Saturday, March 10, 2007

Lord of the Pies

Ahhh, the Great British pork pie.

I have such fond memories of cracking that sweet crumbly golden crust and biting down for those rich nuggets of perfumed pork. For me, it's one thing that represents the best of old English cooking and it was just that the pork pie was the glorious subject of this post. Mum used to buy them in both individual (for taking to school in a Tupperware lunchbox) and family sizes, perfect for slicing thickly at home to pair up with beans and mustard, or wrapping in brown paper and taking along to the lake for a picnic. They formed a major part of my childhood diet, because I was hand-reared in the North West of England, home to some of the World's finest pork pies.

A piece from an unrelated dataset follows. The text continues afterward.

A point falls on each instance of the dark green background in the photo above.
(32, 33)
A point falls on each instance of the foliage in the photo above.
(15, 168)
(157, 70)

I now live in New York, a land blessed with some fine pies but they are of the fruit variety. My pangs for meat pies have gone unabated. Another Limey told me about Myers of Keswick, a fine fine Manhattan-based purveyor of all things British and the lad makes his own pies and pasties on the premises. But it's a bit out of the way for this Brooklyn resident, and I decided it was time to get the apron on, get my shit together and knock one up at home. I must admit, I had taken some inspiration from Blogjam's fine attempt who span up a fine example.

I didn't expect the bloody ingredients to cost $40, it may have been cheaper to take a taxi to Myers and buy a month's supply, but that wasn't the point. I wanted to test myself and see what I could manage. I followed this recipe and look at the results....

As you can see from the trail the jelly left, I had some pastry issues. I think it got a bit warm. I was difficult to roll out and line the pan, and removing the bugger from the pie pan caused great cracks to appear and I lost some of the juice, but not all. After a niht in the fridge, the pie 'healed itself' and I was able to slice him open and admire the meaty interior before taking a big bite. It was OK. Not like the pies I used to know, but this was a first run and I shall make some minor improvements to the recipe, the pastry and I'll line the pie pan with paper so I dont' have to tear it apart to remove it. It did form the basis of my diet for about a week. After that, I just couldn't eat any more of it. I was pied out. I put the last quarter on he pavement outside my house and within seconds it had been snaffled.


Jason said...

Mother of God! It's beautiful!

pinknest said...

wow, maybe it tasted okay but that looks amazing!!!